[a la ɡòm] (inv. NUL.)
Le registre dépréciatif suranné a posé sur les marches les plus élevées de son échelle une expression qui dissimule bien sous son aspect simplet le plus profond mépris.
À la gomme passe en effet pour mignonne pour qui ne connaît pas son origine réelle et la croit familière de mystère et boule de gomme, gentille comme le titre d’un épisode du Club des Cinq alors qu’elle n’est que camouflet.
Née aux alentours de 1840, à la gomme charrie dans son panier ce qui fait le caractère du gommeux : fatuité, médiocrité, inutilité, vanité¹.
Ce qui est à la gomme est du domaine des cocodès
Ce qui est à la gomme est du domaine des cocodès, descendants des gandins, des gants jaunes, des fashionables, des incroyables, des merveilleux, des roués, des menins, des beaux fils, des mignons et de tout ceux qui surent faire apprécier en cour à chaque époque leur vacuité abyssale et maline, flatteuse pour le puissant qui s’y compare un instant.
Dernier de cette lignée du creux, le gommeux va donc laisser une trace dans le langage (c’est déjà ça) avec son à la gomme qui signifie le manque de valeur et l’inutile. Une histoire à la gomme endort son auditoire, une chanson d’amour à la gomme est plus mièvre qu’un poème pré-pubère, un mariage à la gomme n’est fait que de raison, une promesse à la gomme s’efface dans la seconde.

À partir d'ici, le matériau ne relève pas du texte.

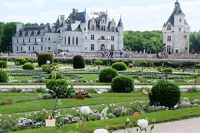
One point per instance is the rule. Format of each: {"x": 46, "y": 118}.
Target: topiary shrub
{"x": 28, "y": 66}
{"x": 165, "y": 94}
{"x": 20, "y": 61}
{"x": 107, "y": 74}
{"x": 3, "y": 76}
{"x": 3, "y": 64}
{"x": 55, "y": 75}
{"x": 44, "y": 57}
{"x": 119, "y": 66}
{"x": 78, "y": 62}
{"x": 122, "y": 84}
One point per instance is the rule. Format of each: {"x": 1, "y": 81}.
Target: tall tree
{"x": 9, "y": 31}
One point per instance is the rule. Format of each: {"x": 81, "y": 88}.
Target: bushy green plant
{"x": 20, "y": 61}
{"x": 119, "y": 66}
{"x": 3, "y": 76}
{"x": 78, "y": 62}
{"x": 107, "y": 74}
{"x": 3, "y": 64}
{"x": 48, "y": 68}
{"x": 122, "y": 84}
{"x": 55, "y": 75}
{"x": 59, "y": 87}
{"x": 43, "y": 57}
{"x": 28, "y": 66}
{"x": 165, "y": 94}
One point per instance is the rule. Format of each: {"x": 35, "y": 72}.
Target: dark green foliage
{"x": 59, "y": 87}
{"x": 3, "y": 76}
{"x": 165, "y": 94}
{"x": 43, "y": 57}
{"x": 122, "y": 84}
{"x": 49, "y": 68}
{"x": 107, "y": 74}
{"x": 78, "y": 62}
{"x": 119, "y": 66}
{"x": 28, "y": 66}
{"x": 3, "y": 64}
{"x": 20, "y": 61}
{"x": 55, "y": 75}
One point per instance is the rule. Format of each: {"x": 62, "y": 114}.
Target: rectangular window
{"x": 68, "y": 40}
{"x": 76, "y": 40}
{"x": 92, "y": 37}
{"x": 112, "y": 38}
{"x": 92, "y": 46}
{"x": 112, "y": 47}
{"x": 169, "y": 38}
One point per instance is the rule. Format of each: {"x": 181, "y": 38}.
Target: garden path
{"x": 183, "y": 126}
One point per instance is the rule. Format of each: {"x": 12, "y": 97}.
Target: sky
{"x": 137, "y": 15}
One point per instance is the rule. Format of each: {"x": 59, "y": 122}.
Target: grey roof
{"x": 177, "y": 10}
{"x": 120, "y": 24}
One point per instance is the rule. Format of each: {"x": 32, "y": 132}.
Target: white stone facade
{"x": 176, "y": 32}
{"x": 79, "y": 33}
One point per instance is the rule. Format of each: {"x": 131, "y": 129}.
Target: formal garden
{"x": 61, "y": 108}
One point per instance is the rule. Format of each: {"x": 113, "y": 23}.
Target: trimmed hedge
{"x": 3, "y": 64}
{"x": 3, "y": 76}
{"x": 119, "y": 66}
{"x": 43, "y": 57}
{"x": 165, "y": 94}
{"x": 107, "y": 74}
{"x": 78, "y": 62}
{"x": 20, "y": 61}
{"x": 28, "y": 66}
{"x": 122, "y": 84}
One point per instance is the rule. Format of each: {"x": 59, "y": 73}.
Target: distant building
{"x": 79, "y": 33}
{"x": 176, "y": 32}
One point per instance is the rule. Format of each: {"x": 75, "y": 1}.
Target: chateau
{"x": 79, "y": 33}
{"x": 176, "y": 32}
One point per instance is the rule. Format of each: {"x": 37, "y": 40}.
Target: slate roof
{"x": 177, "y": 10}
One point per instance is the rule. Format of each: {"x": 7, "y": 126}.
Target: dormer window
{"x": 29, "y": 32}
{"x": 23, "y": 33}
{"x": 169, "y": 27}
{"x": 35, "y": 32}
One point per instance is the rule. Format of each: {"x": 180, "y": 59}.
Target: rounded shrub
{"x": 28, "y": 66}
{"x": 20, "y": 61}
{"x": 3, "y": 64}
{"x": 44, "y": 57}
{"x": 55, "y": 75}
{"x": 3, "y": 76}
{"x": 165, "y": 94}
{"x": 107, "y": 74}
{"x": 119, "y": 66}
{"x": 122, "y": 84}
{"x": 78, "y": 62}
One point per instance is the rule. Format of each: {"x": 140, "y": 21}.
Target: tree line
{"x": 148, "y": 41}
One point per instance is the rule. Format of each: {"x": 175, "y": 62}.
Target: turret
{"x": 18, "y": 26}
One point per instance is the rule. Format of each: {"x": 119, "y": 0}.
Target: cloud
{"x": 31, "y": 4}
{"x": 73, "y": 0}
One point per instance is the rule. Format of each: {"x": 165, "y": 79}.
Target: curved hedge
{"x": 107, "y": 74}
{"x": 43, "y": 57}
{"x": 28, "y": 66}
{"x": 3, "y": 76}
{"x": 119, "y": 66}
{"x": 122, "y": 84}
{"x": 165, "y": 94}
{"x": 78, "y": 62}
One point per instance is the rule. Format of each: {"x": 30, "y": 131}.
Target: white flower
{"x": 142, "y": 123}
{"x": 100, "y": 131}
{"x": 85, "y": 110}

Happés dans le vide qu’ils imaginaient combler, les gommeux vont cependant peu à peu disparaître, laissant la place à de nouveaux béjaunes tout autant à la gomme qu’eux mais non affublés des affres de l’expression puisque celle-ci suivra ses inspirateurs dans l’oubli.
Un temps envisagé en synonyme, à la noix décevra, de même qu’à la mords-moi-le-nœud ne confirmera pas les espoirs mis en elle, et à la con sera jugée trop vulgaire.
Une aubaine pour les histoires, chansons et promesses en tous genres qui n’auront plus à souffrir de cette turpitude qui leur collait aux basques à chaque prétention un petit peu trop visible.